Вдруг странная логика отчаяния открыла ему, что ангелица, возможно, говорит о выходе из Гуфр-Мартеля. Дурак он был, что не понял этого прежде.
— Агх-ха, — прокаркал он. — Выход.
Мягкий вздох и осторожный вопрос:
— Кто это?
— Я, — сказал Фойл. — Кто ж еще?
— Где ты?
— Здесь. Я всегда тут был. Ты ж знаешь.
— Нет тут никого. Я одна.
— Спасибо, что была со мной.
— Слуховые галлюцинации — это плохо, — пробормотал ангельский голос. — Первый шаг в бездну безумия. Надо с этим кончать.

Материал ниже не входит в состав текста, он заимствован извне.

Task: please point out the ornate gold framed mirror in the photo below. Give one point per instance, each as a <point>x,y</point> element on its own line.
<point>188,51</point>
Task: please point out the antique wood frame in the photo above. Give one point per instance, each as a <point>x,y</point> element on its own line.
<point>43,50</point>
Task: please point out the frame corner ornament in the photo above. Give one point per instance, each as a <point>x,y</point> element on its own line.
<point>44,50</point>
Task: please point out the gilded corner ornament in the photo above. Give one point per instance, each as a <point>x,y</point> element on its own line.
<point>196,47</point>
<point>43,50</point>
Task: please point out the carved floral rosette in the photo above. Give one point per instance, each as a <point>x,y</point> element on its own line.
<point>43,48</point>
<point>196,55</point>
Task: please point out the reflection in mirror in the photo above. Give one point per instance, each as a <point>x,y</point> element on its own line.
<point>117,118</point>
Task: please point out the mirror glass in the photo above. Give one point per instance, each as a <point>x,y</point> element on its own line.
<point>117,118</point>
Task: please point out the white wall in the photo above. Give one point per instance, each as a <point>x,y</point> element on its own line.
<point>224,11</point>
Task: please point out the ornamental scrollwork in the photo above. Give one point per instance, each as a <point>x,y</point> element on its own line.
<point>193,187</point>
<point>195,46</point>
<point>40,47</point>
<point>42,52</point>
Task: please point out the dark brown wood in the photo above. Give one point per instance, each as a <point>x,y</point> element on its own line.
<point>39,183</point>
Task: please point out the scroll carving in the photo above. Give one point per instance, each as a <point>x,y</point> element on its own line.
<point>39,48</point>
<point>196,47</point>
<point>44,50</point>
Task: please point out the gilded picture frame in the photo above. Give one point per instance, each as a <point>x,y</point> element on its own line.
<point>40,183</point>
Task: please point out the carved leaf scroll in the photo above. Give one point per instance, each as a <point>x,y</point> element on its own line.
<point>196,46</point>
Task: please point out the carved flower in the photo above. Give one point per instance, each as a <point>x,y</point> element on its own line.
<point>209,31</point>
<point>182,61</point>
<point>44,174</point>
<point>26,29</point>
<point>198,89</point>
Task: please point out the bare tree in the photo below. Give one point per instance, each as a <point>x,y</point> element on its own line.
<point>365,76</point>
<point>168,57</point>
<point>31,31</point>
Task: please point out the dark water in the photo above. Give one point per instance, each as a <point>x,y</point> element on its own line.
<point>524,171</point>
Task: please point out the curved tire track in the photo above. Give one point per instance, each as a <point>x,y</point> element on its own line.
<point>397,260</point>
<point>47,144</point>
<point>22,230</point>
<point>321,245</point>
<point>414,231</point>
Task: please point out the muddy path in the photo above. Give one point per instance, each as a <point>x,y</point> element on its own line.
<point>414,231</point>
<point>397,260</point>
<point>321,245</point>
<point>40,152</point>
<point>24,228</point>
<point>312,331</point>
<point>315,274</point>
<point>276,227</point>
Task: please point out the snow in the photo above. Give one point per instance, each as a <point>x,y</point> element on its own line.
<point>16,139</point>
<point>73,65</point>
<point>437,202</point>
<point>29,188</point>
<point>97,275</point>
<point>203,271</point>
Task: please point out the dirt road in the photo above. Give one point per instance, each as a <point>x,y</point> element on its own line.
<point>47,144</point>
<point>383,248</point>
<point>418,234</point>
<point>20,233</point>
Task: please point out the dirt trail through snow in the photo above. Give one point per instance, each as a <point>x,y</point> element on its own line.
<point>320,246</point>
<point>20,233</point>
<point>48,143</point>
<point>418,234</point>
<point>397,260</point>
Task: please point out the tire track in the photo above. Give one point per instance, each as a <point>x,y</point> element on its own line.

— Ты указала мне путь. Джонтирую-ка я в синь.
— Джонт в синь! Черт! Господи, это происходит на самом деле! Ты говоришь на уличном арго! Ты настоящий. Ты кто?
— Гулли Фойл.
— Но ты же не в моей камере. Мы даже не соседи. В моем квадранте Гуфр-Мартеля нет мужчин. Женщины в южном. Я в камере Юг-900. А ты где?
— Север-111.
— Ты в четверти мили от меня. Как мы… ну да, разумеется! Это же Линия Шепота. Я всегда считала ее выдумкой, но, получается, она существует на самом деле. И она работает!
— Ладно, я пошел, — прошептал Фойл. — Ухожу в синь.
— Фойл, послушай меня. Забудь ты про свой джонт в синь. Не уходи. Это же чудо.
— Что за чудо?
— В Гуфр-Мартеле наблюдается акустический феномен… такое случается в глубоких пещерах… галереи эха и шепотов… Старожилы зовут это Линией Шепота. Я им никогда не верила. Никто не верил. А это правда. Мы переговариваемся по Линии Шепота. Никто нас не слышит, а мы слышим друг друга. Мы можем говорить друг с другом, Фойл. Мы составим план. Мы попытаемся отсюда сбежать!
Ее звали Джизбелла Маккуин. Она была горячая штучка: независимая и умная. Ее приговорили к пяти годам в Гуфр-Мартеле за мошенничество. Джизбелла с яростным юмором описывала Фойлу свое преступление против общества.